Bujumbura (ANTARA News) - Saat dunia memperingati Hari Lepra pada Minggu (29/1), Burundi masih berjuang memerangi penyakit iti akibat pengungsi yang menyeberangi perbatasan dengan Tanzania dan Republik Demokratik Kongo (DRC), kata seorang pejabat kesehatan Burundi.

"Penyakit (lepra) ini ada di Burundi, tapi kasusnya berkurang. Pada 2016, sebanyak 420 kasus baru lepra dilaporkan di beberapa provinsi Burundi. Semua provinsi yang berbatasan dengan DRC dan Tanzania adalah yang paling terpengaruh," kata Dr.

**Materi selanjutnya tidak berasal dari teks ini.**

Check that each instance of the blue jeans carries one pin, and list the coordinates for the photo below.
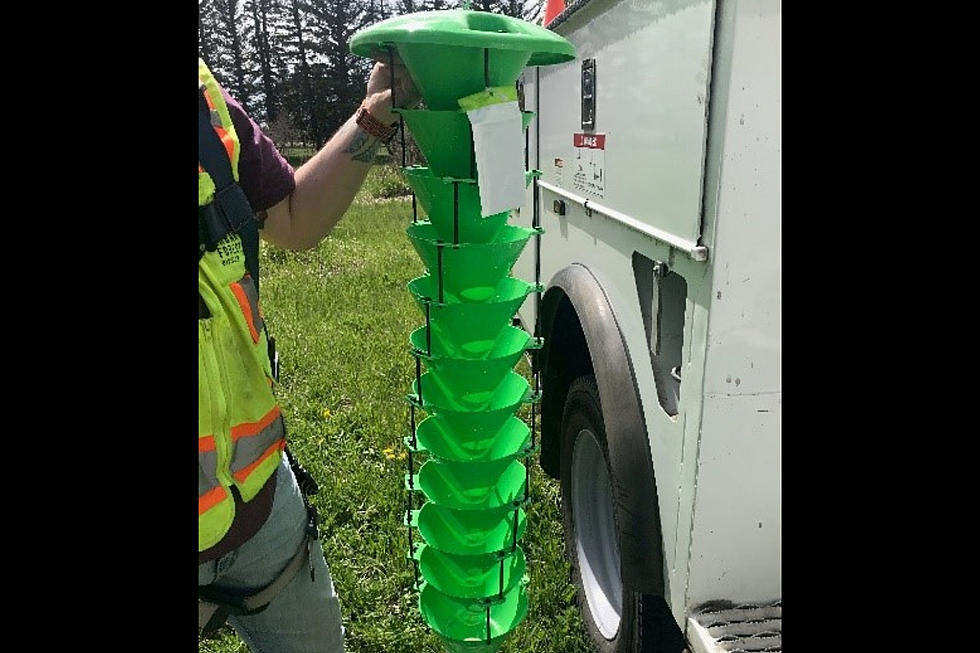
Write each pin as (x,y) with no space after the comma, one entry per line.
(305,616)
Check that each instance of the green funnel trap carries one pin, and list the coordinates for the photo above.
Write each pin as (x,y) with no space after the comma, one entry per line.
(470,532)
(444,138)
(475,481)
(469,329)
(469,270)
(454,53)
(472,486)
(453,206)
(469,625)
(470,577)
(471,374)
(512,440)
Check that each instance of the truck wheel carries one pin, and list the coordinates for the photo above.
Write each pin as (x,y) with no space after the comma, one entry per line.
(616,619)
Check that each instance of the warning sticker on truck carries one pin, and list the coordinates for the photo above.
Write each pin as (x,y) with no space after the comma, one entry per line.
(589,165)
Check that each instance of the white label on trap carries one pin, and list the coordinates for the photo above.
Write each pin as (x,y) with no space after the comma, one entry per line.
(589,174)
(499,146)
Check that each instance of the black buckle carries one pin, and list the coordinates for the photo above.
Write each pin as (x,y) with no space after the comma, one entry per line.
(228,213)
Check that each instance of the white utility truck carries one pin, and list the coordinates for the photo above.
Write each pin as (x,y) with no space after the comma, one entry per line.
(660,196)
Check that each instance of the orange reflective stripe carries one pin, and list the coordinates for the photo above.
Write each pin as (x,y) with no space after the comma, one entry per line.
(228,142)
(210,499)
(253,428)
(278,445)
(246,309)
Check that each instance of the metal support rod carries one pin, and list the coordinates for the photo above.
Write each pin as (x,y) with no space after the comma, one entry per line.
(488,623)
(455,212)
(527,151)
(428,331)
(439,246)
(401,130)
(533,414)
(527,481)
(411,422)
(517,514)
(391,72)
(501,577)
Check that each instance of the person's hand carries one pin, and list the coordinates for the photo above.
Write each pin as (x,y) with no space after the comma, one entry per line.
(378,98)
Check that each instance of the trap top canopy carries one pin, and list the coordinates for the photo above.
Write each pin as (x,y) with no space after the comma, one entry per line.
(466,28)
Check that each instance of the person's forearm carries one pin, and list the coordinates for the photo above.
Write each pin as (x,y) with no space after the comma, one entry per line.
(325,187)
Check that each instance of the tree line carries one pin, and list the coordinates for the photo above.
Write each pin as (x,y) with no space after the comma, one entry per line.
(289,64)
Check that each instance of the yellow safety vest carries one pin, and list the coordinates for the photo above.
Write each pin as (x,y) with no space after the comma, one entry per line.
(240,428)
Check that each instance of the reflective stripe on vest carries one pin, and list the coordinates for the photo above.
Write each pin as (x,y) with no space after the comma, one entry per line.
(240,428)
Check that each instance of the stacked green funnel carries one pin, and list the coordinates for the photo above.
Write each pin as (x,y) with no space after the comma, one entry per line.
(474,483)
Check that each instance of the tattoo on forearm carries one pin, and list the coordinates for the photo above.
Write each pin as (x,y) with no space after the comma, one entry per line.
(363,147)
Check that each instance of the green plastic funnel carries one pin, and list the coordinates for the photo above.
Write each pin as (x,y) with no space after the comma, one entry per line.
(469,329)
(477,374)
(469,532)
(470,577)
(436,195)
(446,140)
(509,442)
(462,623)
(471,269)
(444,50)
(474,413)
(472,486)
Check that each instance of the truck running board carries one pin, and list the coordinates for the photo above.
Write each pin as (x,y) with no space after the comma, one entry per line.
(723,627)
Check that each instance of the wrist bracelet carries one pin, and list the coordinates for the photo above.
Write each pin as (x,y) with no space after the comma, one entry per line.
(373,126)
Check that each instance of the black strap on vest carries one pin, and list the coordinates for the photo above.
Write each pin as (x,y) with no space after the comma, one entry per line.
(215,604)
(229,212)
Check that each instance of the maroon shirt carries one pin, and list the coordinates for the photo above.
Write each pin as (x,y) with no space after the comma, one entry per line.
(266,178)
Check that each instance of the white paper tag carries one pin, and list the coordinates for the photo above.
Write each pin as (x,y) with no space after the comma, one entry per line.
(499,146)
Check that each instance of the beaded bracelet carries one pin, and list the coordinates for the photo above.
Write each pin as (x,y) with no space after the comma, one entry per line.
(373,126)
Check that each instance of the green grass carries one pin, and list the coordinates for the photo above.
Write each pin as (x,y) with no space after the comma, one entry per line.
(341,316)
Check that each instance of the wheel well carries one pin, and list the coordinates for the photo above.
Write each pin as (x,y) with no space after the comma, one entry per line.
(564,358)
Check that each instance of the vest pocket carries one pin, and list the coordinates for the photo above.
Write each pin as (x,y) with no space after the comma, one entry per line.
(248,301)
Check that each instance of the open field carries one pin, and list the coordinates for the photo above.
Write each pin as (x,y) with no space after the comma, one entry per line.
(341,315)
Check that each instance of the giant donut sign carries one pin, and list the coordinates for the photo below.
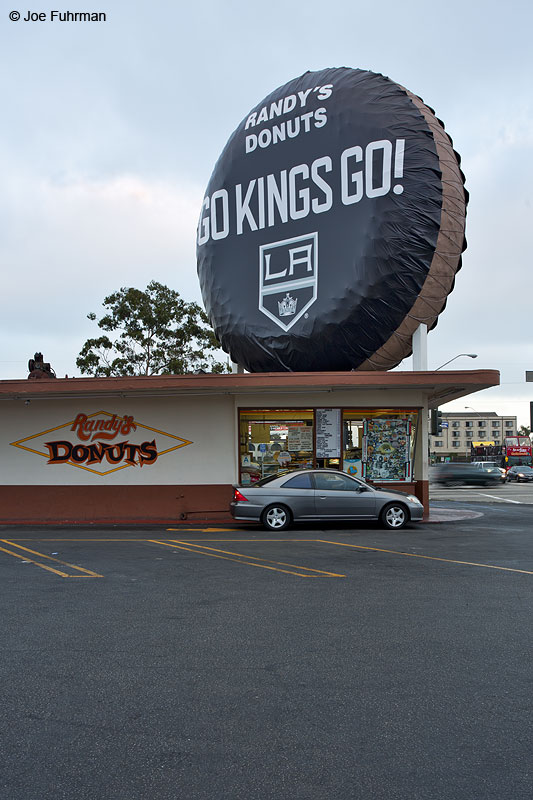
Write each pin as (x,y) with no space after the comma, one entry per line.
(332,226)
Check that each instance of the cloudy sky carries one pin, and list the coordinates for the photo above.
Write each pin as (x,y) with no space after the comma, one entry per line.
(110,132)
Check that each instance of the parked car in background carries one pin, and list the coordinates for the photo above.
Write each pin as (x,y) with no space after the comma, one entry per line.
(455,473)
(321,494)
(492,465)
(520,474)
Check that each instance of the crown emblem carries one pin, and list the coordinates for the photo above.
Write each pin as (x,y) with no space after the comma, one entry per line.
(287,306)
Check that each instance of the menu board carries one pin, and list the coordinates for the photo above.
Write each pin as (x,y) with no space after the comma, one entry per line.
(300,437)
(328,433)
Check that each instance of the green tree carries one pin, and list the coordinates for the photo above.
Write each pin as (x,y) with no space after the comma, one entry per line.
(151,332)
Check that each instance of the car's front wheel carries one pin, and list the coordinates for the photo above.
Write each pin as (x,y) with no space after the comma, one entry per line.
(394,516)
(276,517)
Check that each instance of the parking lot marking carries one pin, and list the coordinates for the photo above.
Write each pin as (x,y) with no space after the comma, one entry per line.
(430,558)
(503,499)
(215,553)
(87,572)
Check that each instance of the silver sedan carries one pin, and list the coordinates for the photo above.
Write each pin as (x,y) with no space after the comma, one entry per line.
(321,494)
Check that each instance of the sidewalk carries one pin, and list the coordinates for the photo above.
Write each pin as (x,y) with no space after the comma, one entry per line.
(221,520)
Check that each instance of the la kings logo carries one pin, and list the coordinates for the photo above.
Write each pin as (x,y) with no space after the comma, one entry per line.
(288,278)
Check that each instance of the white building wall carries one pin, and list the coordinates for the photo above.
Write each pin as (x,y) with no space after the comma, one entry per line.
(208,423)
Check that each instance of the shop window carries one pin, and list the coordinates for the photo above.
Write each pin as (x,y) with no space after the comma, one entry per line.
(375,444)
(273,441)
(379,444)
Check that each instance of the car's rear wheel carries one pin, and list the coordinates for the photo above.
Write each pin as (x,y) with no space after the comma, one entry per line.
(276,517)
(394,516)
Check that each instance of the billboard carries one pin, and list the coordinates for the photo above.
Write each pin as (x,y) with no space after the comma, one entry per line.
(332,225)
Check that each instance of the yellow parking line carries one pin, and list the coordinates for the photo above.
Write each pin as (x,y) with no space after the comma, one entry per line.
(32,561)
(192,548)
(88,573)
(429,558)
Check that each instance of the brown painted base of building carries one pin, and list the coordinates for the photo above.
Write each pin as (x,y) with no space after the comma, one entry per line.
(83,505)
(112,504)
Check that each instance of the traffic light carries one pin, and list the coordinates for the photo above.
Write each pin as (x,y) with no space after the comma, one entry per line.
(435,425)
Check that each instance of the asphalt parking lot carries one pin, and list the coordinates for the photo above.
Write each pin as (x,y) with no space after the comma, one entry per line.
(348,662)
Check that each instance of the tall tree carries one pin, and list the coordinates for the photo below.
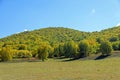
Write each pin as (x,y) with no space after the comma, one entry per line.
(106,48)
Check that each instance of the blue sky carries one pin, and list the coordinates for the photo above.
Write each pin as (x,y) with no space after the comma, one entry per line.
(84,15)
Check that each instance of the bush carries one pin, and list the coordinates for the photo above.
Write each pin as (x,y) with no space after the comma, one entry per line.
(115,46)
(22,54)
(70,49)
(106,48)
(6,54)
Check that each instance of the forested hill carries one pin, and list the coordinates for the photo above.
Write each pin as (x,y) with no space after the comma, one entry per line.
(57,42)
(59,34)
(51,35)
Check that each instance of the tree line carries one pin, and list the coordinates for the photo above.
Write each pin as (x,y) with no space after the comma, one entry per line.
(69,49)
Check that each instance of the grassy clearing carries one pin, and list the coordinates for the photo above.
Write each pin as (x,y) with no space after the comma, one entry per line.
(107,69)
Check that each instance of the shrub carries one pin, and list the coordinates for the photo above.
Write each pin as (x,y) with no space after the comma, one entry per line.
(70,49)
(106,48)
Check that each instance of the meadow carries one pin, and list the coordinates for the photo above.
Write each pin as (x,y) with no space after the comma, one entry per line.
(58,69)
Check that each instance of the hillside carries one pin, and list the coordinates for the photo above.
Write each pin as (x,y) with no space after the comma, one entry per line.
(51,35)
(55,35)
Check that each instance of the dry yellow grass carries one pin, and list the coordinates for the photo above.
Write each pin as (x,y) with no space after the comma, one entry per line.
(107,69)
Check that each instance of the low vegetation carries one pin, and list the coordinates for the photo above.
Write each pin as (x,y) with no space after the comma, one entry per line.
(58,69)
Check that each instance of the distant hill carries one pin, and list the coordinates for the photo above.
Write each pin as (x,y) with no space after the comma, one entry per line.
(55,35)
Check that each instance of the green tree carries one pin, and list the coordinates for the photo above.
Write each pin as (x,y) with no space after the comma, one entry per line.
(119,46)
(115,46)
(84,48)
(70,49)
(6,54)
(106,48)
(59,50)
(43,52)
(113,39)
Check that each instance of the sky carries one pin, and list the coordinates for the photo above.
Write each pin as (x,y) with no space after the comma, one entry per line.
(83,15)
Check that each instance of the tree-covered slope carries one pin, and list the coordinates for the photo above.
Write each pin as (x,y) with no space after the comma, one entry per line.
(51,35)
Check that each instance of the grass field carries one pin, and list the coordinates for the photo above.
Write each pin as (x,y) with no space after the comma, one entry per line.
(106,69)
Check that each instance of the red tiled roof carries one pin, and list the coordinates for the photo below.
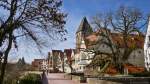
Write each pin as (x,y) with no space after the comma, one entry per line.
(134,69)
(134,40)
(68,54)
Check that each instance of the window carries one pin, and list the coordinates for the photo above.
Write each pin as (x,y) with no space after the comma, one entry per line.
(103,46)
(139,52)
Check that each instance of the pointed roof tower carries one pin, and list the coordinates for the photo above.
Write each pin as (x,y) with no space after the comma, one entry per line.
(84,27)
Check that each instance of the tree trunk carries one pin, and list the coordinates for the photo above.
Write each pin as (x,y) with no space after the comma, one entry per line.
(3,67)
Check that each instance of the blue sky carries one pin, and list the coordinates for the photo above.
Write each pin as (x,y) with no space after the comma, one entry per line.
(76,10)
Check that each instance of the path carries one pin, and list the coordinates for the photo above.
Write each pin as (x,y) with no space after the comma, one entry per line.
(58,78)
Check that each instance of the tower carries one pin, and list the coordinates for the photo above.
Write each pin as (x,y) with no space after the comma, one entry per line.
(84,30)
(147,47)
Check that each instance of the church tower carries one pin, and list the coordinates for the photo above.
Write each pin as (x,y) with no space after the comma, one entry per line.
(147,47)
(84,30)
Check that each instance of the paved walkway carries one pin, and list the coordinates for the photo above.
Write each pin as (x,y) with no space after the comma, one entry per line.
(58,78)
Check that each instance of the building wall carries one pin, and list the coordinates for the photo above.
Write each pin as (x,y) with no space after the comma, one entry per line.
(137,57)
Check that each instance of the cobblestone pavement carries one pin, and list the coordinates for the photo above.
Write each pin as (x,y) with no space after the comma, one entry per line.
(58,78)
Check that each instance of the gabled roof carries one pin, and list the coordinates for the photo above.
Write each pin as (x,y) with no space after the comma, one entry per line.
(84,26)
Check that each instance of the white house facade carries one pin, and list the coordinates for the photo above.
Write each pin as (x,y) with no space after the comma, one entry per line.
(147,47)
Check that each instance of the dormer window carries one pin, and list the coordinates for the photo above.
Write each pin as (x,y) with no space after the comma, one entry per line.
(82,42)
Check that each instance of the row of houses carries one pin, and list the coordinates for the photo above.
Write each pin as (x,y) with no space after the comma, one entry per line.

Thaddee Ndikumana, Kepala Program Terpadu Nasional bagi Pengendalian Lepra dan TB.

Menurut dia, semua kasus baru lepra itu muncul akibat "kontak fisik" antar-manusia, kebanyakan dari mereka pengungsi, di DRC dan di Tanzania, yang "jauh tertinggal" dalam upaya memerangi lepra, demikian laporan Xinhua.

Dr. Ndikumana menyatakan provinsi yang paling terpengaruh dan berbatasan dengan kedua negara tersebut meliputi Cibitoke, Bubanza, Bujumbura, Rumonge, Bururi, Makamba dan Rutana.

"Sayangnya, banyak pasien lepra menunda pergi ke instalasi kesehatan untuk memperoleh perawatan gratis," katanya.

Ia menekankan penyakit itu dapat diobati dengan cepat dan mudah jika pasien melapor ke lembaga kesehatan tanpa menunda-nunda.

Hari Lepra Dunia diperingati pada Minggu terakhir pada Januari.

Lepra, yang dikenal sebagai salah satu penyakit paling tua di dunia, adalah penyakit menular kronis yang menyerang sistem syaraf, terutama syarif di bagian yang lebih dingin di tubuh yaitu tangan, kaki dan wajah.